The absolute highlight of the entire show and Art + Environment conference was the performance artist Alison Warden AKA Aku-Matu. As she began to speak at the conference her voice sounded like the familiar and gentle voice of a grandmother, friendly, beloved, calming and hypnotic, telling her story. Further on Warden changes persona and relates the story of her mother’s life (one of the stolen generation forced to become whitewashed) in jarring, half wild emotional rap. The performance was startling disturbing and left nerves jangling, only to be followed by a third persona wearing a giant Alaskan style coat in loud searing colours with a head dress of plastic like a corona or the surrounding halo of an icon. This performance was even more astounding as she rebuilt new dulcet comforting tones and began to sing/speak “I am your ancestor from the future” looking every bit a futuristic but traditional entity whose voice and face poured out love and sweetness. The sound and words were mesmerizing and at the conclusion the audience was entirely entranced with her. The bravery, community spirit and depth of Alison/Aku-Matu’s work has stayed with me and I know with many other attendees.

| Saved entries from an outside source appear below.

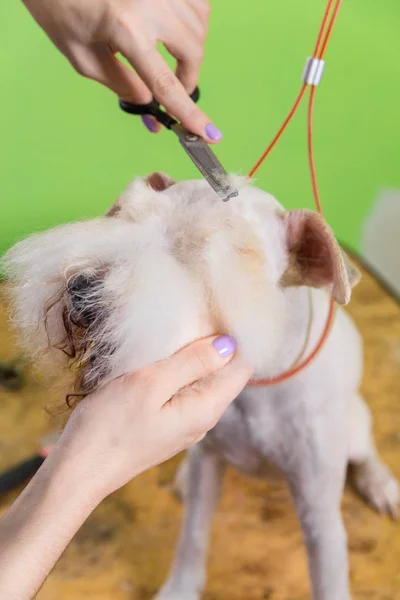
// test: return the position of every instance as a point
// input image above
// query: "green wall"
(66, 150)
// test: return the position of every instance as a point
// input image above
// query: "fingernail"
(225, 345)
(213, 133)
(149, 123)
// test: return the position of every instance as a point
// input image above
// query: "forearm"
(39, 525)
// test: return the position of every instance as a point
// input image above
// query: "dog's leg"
(188, 573)
(372, 479)
(316, 478)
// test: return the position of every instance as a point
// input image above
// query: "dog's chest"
(253, 436)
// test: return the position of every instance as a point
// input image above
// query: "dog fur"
(170, 263)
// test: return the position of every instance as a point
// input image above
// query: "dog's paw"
(375, 482)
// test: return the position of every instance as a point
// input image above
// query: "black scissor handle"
(153, 109)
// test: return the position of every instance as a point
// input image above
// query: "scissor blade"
(206, 161)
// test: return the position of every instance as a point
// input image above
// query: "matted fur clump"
(169, 263)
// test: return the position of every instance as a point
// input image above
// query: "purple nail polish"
(213, 133)
(225, 345)
(149, 123)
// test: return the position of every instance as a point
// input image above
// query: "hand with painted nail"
(91, 34)
(131, 424)
(142, 419)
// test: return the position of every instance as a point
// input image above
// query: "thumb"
(195, 361)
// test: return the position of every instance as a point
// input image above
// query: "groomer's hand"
(140, 420)
(91, 32)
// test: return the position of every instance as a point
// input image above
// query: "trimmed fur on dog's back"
(112, 294)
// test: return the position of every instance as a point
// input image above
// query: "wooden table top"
(125, 548)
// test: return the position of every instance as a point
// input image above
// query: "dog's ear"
(315, 257)
(157, 181)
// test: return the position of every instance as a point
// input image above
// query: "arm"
(92, 33)
(40, 524)
(130, 425)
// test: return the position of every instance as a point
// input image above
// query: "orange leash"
(311, 76)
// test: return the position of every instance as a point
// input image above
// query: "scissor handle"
(153, 109)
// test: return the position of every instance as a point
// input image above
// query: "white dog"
(170, 263)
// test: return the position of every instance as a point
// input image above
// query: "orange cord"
(319, 52)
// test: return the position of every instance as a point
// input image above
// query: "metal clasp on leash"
(313, 71)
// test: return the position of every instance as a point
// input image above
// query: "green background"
(67, 150)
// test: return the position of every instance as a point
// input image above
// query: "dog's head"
(168, 264)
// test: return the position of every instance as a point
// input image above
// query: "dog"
(170, 263)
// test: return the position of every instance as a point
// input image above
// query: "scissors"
(197, 149)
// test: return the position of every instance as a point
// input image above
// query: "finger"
(189, 62)
(151, 123)
(99, 63)
(167, 88)
(203, 404)
(194, 362)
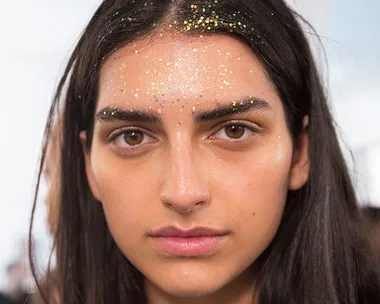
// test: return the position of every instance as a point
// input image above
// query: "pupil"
(235, 131)
(133, 138)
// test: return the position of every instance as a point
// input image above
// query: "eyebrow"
(114, 113)
(235, 107)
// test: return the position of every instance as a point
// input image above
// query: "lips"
(198, 241)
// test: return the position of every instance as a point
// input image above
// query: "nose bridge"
(185, 188)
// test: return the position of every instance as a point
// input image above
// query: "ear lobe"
(300, 169)
(89, 173)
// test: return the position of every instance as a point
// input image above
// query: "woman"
(200, 162)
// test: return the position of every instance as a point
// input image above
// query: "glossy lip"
(197, 241)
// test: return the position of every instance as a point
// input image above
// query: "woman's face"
(192, 161)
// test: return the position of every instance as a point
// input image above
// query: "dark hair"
(318, 255)
(372, 214)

After experiencing Aku-Matu’s performances it was difficult to see many of the white American male artists work as much more than chest thumping or pointing at exercises in futility. Paul Kos Roping Boars Tusk 1971 is a video of an inexpert cowboy trying to lasso an eroded mountain in the distance. The western idealized version of Cowboyness, trying to dominate a Wild Western landscape. The Mark Klett photograph Bullet Riddled Saguara Near Fountain Hills, Az, 1982 shows the wanton destruction of a giant cactus surviving the extreme and arid environment, only to be shot to pieces, for fun, by new inhabitants of the Wild West.
Similarly Francis Alÿs records himself tracking and catching up with tornadoes only to be engulfed within a tornado, which is unstoppable and leaves him probably with a wastefully destroyed video camera and continues on its way across the dust belt farmland ripping up ploughed soil and taking it far.

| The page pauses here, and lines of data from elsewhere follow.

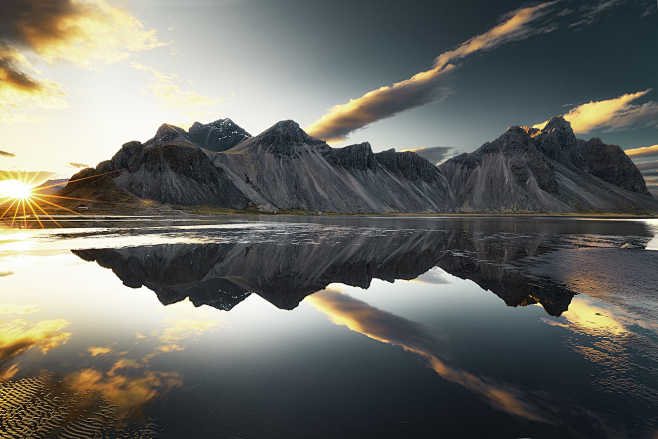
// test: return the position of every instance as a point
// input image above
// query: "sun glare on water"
(15, 189)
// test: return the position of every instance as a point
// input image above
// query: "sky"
(78, 78)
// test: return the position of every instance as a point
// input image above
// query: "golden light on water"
(15, 189)
(22, 198)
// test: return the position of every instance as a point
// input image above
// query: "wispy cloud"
(612, 114)
(589, 13)
(388, 328)
(423, 87)
(19, 86)
(171, 94)
(642, 151)
(80, 32)
(95, 351)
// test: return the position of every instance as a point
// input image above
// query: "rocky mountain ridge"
(283, 168)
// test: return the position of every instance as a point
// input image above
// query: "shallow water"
(245, 327)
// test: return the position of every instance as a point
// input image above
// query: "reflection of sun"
(15, 189)
(22, 198)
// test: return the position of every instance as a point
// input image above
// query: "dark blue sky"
(260, 61)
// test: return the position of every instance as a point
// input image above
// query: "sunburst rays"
(34, 201)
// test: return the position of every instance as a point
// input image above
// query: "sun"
(15, 189)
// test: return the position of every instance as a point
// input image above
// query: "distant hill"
(283, 168)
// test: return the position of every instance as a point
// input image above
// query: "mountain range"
(284, 169)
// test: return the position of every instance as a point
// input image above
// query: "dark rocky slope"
(281, 168)
(286, 271)
(220, 164)
(547, 170)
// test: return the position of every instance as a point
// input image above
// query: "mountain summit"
(283, 168)
(547, 170)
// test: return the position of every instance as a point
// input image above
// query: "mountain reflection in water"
(283, 273)
(399, 328)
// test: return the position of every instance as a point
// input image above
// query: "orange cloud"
(645, 150)
(423, 87)
(18, 336)
(615, 113)
(389, 328)
(129, 393)
(79, 31)
(95, 351)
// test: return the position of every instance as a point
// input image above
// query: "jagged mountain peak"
(286, 132)
(558, 133)
(167, 133)
(219, 135)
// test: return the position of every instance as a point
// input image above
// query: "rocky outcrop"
(217, 136)
(548, 170)
(168, 168)
(283, 168)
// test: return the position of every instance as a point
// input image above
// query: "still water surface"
(330, 327)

Miss Atomic Bomb 1957 photograph by Don English sums up the super power mentality, the facile idiotic nature of popular culture and the absolute insanity that nuclear power and incredibly little comprehension of its monstrous destruction and mutilation of human bodies and existence, which had recently occurred at Hiroshima.
The very real horror was played out in the assembled and remastered film footage, by Bruce Connor, of nuclear tests in the Bikini Islands in 1946. The footage reveals the giant mushroom cloud ascending and its following waves of effects engulf and miniaturizing huge warships, and finally the cameramen themselves.
On leaving the exhibition and the Art + Environment Conference I examined the shakey Western premise of possession and ownership, the conditioned notion of superiority and how it is all coming unraveled as history is rewritten to include those who were already living in the unsettled Greater West. Words relating to the queasy feeling in my stomach were transience, impermanence, shifting ground, shared time, temporary and disquiet. This uneasiness of being is reinforced by the ever-increasing spiral of questions arising out of this show Unsettled.
I consider this an exhibition and Art + Environment conference that has achieved its goal… to disturb the equilibrium, unbalance, destabilize conditioned thought processes and unsettle the settled.